Missão Cancelada
Franco
Nogueira, entretanto, preveniu-me de que a agitação americana já se
havia desencadeado e que o embaixador (Almirante G. Anderson) o tinha
procurado, manifestando as preocupações do seu governo perante uma tal
eventualidade e argumentando em termos quase duros a que o ministro
português havia respondido com firmeza.
O ministro não estava
preocupado com isso pois os EUA acabavam de pedir reforço de facilidades
nos Açores e mesmo a concessão de apoios na Madeira e no Continente
para orientação de foguetões, para se acrescer a eficácia contra alvos
vitais soviéticos. O Governo Português não desejava envolver-se em mais
compromissos que viriam agravar o risco no caso de uma eventual
confrontação nuclear, mas manteria as conversas, em base amigável, para
explorar o interesse americano. Não era assim crível que a reacção dos
EUA pudesse ser violenta perante a nossa aproximação com Peking pois não
desejariam um rompimento que pudesse pôr em causa aqueles ambicionados
apoios estratégicos.
José Manuel Fragoso estava tão entusiasmado
como Franco Nogueira na concretização do plano que tinham decidido
confiar-me, mas mantinha dúvidas quanto à realização por recear o
impacto das já desencadeadas pressões americanas. Acrescia que,
internamente, a extrema-direita se movimentaria contra tal abertura
acusando-se, mesmo, o ministro de ser influenciado por "razões
conjugais". Efectivamente a mulher de Franco Nogueira (a Verinha) era
chinesa e filha de um diplomata que depois da revolução havia sido
condenado à morte e tivera pena reduzida para 12 anos de prisão, sendo
indultado depois de haver cumprido 5. Vivia em Xangai como professor de
línguas. Só por calúnia ou manobra política, se podiam envolver os
problemas familiares neste grave assunto.

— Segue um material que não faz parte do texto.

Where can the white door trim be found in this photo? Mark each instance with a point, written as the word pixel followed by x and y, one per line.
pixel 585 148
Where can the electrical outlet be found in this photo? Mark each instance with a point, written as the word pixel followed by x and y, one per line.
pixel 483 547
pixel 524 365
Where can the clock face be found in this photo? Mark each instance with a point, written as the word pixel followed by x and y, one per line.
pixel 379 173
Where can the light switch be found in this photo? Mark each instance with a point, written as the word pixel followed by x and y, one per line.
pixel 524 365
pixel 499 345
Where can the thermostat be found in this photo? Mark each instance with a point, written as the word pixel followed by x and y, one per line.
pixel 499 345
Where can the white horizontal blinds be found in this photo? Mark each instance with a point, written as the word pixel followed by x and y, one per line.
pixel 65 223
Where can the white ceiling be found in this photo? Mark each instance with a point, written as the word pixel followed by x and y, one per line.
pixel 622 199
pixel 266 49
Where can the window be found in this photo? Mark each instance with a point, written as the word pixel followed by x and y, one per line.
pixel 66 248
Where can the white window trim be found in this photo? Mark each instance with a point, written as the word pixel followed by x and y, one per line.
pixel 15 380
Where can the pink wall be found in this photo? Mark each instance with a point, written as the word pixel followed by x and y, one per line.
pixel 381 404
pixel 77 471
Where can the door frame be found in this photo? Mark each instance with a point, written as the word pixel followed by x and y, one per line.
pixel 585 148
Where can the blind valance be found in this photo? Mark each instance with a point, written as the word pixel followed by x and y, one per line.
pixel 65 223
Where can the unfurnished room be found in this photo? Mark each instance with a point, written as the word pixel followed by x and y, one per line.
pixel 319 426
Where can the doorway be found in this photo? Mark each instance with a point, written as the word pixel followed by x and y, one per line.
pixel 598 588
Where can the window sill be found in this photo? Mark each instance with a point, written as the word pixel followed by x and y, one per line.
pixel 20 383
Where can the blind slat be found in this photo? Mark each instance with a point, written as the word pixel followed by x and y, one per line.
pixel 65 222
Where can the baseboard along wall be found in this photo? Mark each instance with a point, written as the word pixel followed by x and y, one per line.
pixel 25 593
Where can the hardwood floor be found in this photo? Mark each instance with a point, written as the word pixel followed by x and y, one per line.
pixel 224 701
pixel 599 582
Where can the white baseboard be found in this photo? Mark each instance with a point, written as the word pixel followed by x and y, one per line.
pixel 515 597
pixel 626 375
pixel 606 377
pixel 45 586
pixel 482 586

Na imagem: D. Afonso de Albuquerque, 2.º Governador da Índia Portuguesa
Ao
corrente do planeado estava o prof. Adriano Moreira, que já defendera
atitude semelhante (em 1961) quando da invasão de Goa pela União
Indiana. Entendia não se dever abandonar esta última oportunidade mas
duvidava que houvesse decisão para o fazer.
Enquanto passavam os
dias e Franco Nogueira não me transmitia instruções concretas, as minhas
apreensões iam-se agravando. Tinha conversado com o Ministro da Defesa
Nacional (Gen. Gomes de Araújo) e com o Ministro das Finanças (Prof.
Pinto Barbosa) que eram muito da minha intimidade. Havia-os encontrado
apreensivos sobre a possibilidade de se manter o esforço de guerra no
Ultramar sem a decidida ajuda, indirecta, americana.
Chegámos,
assim, ao dia 20 de Fevereiro (levava eu duas semanas em Lisboa) sem que
o Ministro dos Estrangeiros obtivesse uma decisão do Doutor Salazar
apesar de com ele haver trabalhado em duas oportunidades.
Para mim isso não era bom sinal, com certeza. O José Manuel Fragoso pensava da mesma forma e estava desalentado.
Com
a concordância de Franco Nogueira decidi-me a telefonar directamente ao
Presidente do Conselho que, sem demora, me marcou uma entrevista.
Tratados outros assuntos (com dominância para o caso do Malawi)
apresentei-lhe frontalmente o problema que me tinha feito vir até
Lisboa.
Foi evasivo, não argumentou com clareza habitual e
ficámos em que eu regressaria a Moçambique para onde me comunicaria,
logo que possível, as decisões que viesse a tomar. Recomendou-me que,
quando tivesse tempo, continuasse a estudar os problemas chineses pelos
quais tanta predilecção evidenciava.
Assegurou-me, de bom humor, que eu seria o primeiro embaixador em Peking se um dia houvesse relações diplomáticas.
Franco
Nogueira e José Manuel Fragoso ficaram desolados. Muito congeminámos
sobre as razões que teriam levado o Presidente Salazar, contra os seus
hábitos, a recuar sobre uma decisão tomada. Repetidas vezes o voltámos a
fazer depois e nunca topámos com uma explicação completa.
Para mim, fora de dúvida, a pressão americana deveria ter sido tremenda. Só nunca saberei a que argumentos e meios recorreram (ob. cit., pp. 69-53 e 61-66).